Dominique sat up. "Pass me a tissue. I can't think with all this cold cream on my face."

I handed her the box.

"Honey," she sighed. "I'd love to hold on to you forever… But remember when I left for New York?"

I nodded. Though, of course, Dominique hadn't left for New York. Damon had.

 

"I'll be lost without you," I had wailed.

Damon shrugged, sticking his hands deeper down into his pockets.

"I'm suffocating in this city, Georgia. I know I'm gay. But I don't know what that means."

"It means you like men. What kind of a statement is that?"

He wore a loose pair of Levi's and a crisp white oxford, a pair of penny loafers. His father had thrown him out of the house, but Damon still ironed everything as if it was going to be inspected. Every crease was so sharp, they looked as if you'd cut your finger on them. His only rebellion was a single earring in his right ear. Small. A tiny rhinestone stud that I'd bought him—the piercing was courtesy of me, too.

"Georgia, except for knowing I'm gay, I don't know what that means for me. Am I going to live 'out'? Am I going to go crawling back to my father… ? I miss my mother. I miss my sister. Of course, they hide behind him. They won't dare go against him."

"So why can't you just stay here with Nan and me?"

"Because it's something I have to figure out alone. As a… gay man. I need to go to New York City. Rob is there."

Rob was Damon's first and only lover. When Rob left for NYU, they'd split up but remained friends.

"What will you do?"

"Get a job. Take some courses. Get laid. A lot." He grinned. "Figure it all out. Every time I drive through town, Georgia, I find myself gripping the steering wheel to keep from driving home to see my sister. I feel like running in there and telling them, 'I was only kidding! Can't you all take a joke?' But I can't do that. It's not a joke."

"Just promise me New York won't change you."

"Cross my heart." He had winked at me.

Two years later, he came back as a drag queen.

"I'd miss you." I looked at Dominique.

"Of course, candy lips.

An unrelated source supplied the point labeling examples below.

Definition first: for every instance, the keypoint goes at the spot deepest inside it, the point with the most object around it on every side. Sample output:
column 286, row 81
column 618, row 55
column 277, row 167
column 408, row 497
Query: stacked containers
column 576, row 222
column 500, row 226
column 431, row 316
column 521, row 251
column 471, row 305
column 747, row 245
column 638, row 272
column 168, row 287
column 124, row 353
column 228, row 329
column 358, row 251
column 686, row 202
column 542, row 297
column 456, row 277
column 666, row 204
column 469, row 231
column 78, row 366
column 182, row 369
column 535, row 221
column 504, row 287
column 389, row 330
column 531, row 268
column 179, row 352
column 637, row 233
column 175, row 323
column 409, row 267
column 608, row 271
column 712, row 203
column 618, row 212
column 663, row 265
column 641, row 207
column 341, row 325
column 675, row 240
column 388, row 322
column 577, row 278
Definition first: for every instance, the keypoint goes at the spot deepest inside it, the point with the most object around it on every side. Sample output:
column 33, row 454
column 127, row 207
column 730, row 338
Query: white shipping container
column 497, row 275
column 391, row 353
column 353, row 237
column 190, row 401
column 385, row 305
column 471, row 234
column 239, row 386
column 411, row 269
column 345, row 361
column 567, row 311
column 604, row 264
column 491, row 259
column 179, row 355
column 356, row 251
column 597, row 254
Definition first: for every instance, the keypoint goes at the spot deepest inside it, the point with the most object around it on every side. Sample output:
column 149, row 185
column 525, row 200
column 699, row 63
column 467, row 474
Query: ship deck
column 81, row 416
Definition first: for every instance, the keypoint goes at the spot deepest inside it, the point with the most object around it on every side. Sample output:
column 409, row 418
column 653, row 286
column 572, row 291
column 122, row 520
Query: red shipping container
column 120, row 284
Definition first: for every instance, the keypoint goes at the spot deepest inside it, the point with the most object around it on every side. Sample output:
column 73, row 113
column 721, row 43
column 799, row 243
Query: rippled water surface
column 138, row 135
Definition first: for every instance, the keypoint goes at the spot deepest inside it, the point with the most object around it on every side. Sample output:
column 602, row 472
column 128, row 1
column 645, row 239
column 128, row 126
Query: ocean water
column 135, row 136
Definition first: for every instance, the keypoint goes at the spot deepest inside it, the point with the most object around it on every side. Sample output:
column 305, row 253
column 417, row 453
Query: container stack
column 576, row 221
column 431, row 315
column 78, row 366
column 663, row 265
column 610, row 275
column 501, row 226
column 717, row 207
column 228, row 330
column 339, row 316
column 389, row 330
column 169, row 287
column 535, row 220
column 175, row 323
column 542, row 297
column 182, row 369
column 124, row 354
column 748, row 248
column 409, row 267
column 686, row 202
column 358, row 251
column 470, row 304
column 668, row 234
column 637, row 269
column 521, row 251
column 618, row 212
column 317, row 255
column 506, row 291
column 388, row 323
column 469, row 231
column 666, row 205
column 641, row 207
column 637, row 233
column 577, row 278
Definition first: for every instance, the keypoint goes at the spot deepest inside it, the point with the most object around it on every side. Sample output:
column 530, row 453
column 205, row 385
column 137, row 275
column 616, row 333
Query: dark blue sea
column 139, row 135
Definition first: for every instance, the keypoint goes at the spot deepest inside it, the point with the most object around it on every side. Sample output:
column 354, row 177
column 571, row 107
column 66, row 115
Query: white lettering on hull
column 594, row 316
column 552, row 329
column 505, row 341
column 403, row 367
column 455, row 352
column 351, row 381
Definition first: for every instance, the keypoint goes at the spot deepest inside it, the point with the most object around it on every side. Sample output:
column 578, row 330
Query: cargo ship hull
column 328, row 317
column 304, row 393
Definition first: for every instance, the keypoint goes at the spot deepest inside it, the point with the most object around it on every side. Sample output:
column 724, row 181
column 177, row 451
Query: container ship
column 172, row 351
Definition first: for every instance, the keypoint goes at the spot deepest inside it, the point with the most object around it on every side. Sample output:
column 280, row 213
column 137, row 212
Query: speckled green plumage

I'd miss you, too."

"I'll muddle through this all."

"You always do. With a little kick in the ass from me."

I kissed her on the forehead. "You know, when you came back, you were just a
little
different. What if we hadn't been able to stay friends?"

"Georgia, a little thing like phony tits on a man wouldn't stand in the way of real friendship. If you leave… we'll all go on. And when you come back, we'll just open our arms and welcome you home. That's how it works."

I stood. "You still have cold cream on your chin." She reached up with a tissue. "What a woman does for beauty… Now go to bed."

Alone in my room, I put on a blues album. Softly. Nan was right. The blues make you crave someone to love.